The new students with severe physical disabilities moved in with Roberts at Cowell Hospital, and together they became known as the Rolling Quads. They started the first disabled-student-led campus organization in the U.S., the Physically Disabled Students Program. The organization provided disability services, such as transportation and wheelchair repair, and pushed for the removal of physical barriers to campus access, such as street curbs and stairs. As Roberts remembered years later, the Rolling Quads quickly learned that successful campus activism would require them to confront their own internalized ableism and develop disability pride:

[The Rolling Quads] realized that we could change some things. [But] first we needed to change our own attitudes about ourselves. Be proud of who we were and what we were. And go out and change things for others and for ourselves. (“Free Wheeling”)

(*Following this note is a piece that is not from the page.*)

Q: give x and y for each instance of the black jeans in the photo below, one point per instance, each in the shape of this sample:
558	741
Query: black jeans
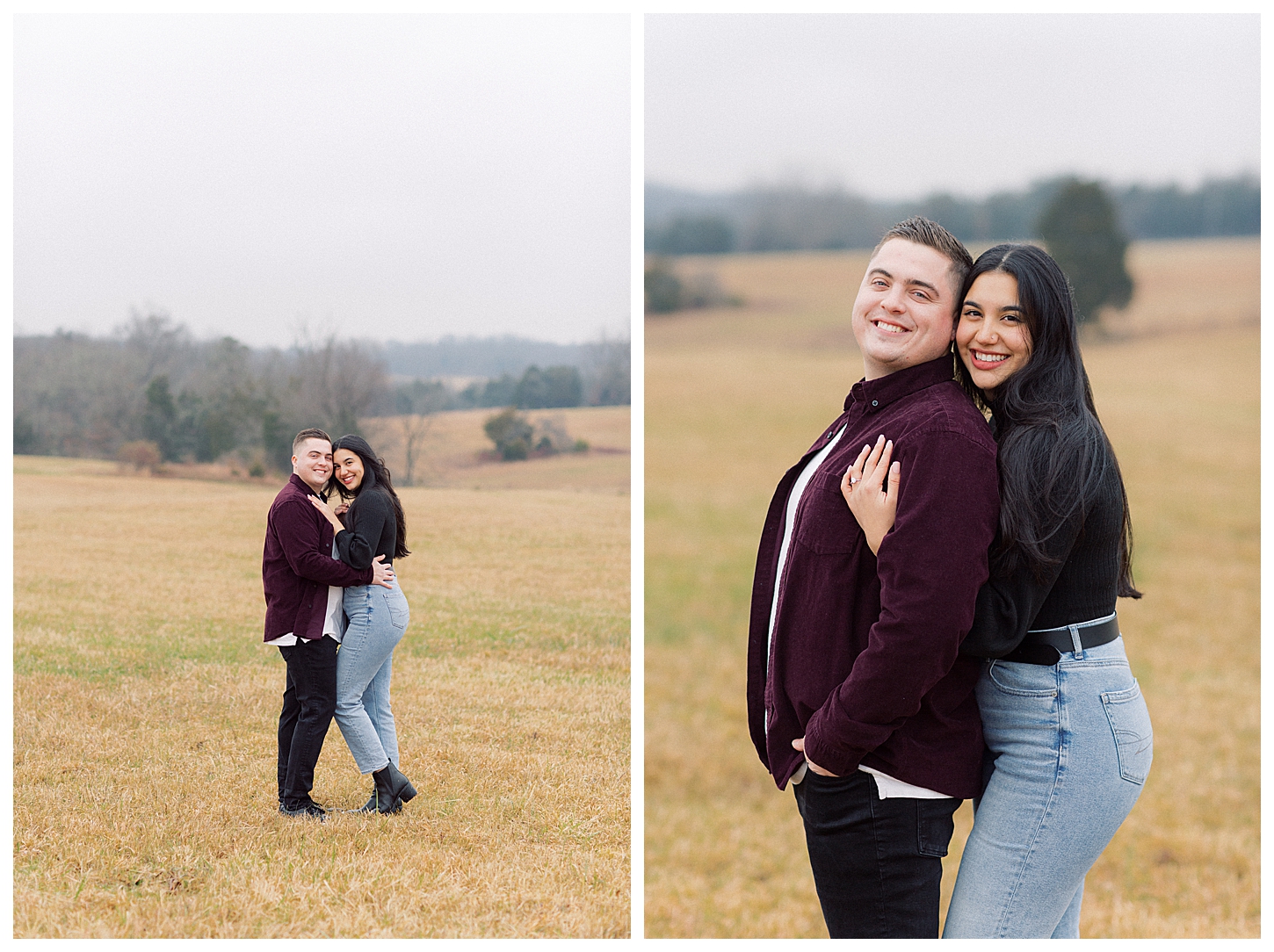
308	703
877	862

For many students with disabilities, college is an important time to meet other Deaf, disabled, and chronically ill students and develop a positive disability identity and support network. But many of us arrive on campus with no prior exposure to disability as a positive identity and as a community with its own history and culture.

The Rolling Quads demonstrated that developing a positive disability identity and community is a crucial step for activists and organizations to create campus change. Today, student-led disability organizations and disabled activists on college and university campuses across the U.S. are carrying on the legacy of the Rolling Quads. Not only are these students making campuses more accessible, increasing available disability resources, and fostering inclusion in the classroom and in campus life, they are also countering stigma and ableism by developing disability pride and community on their campuses.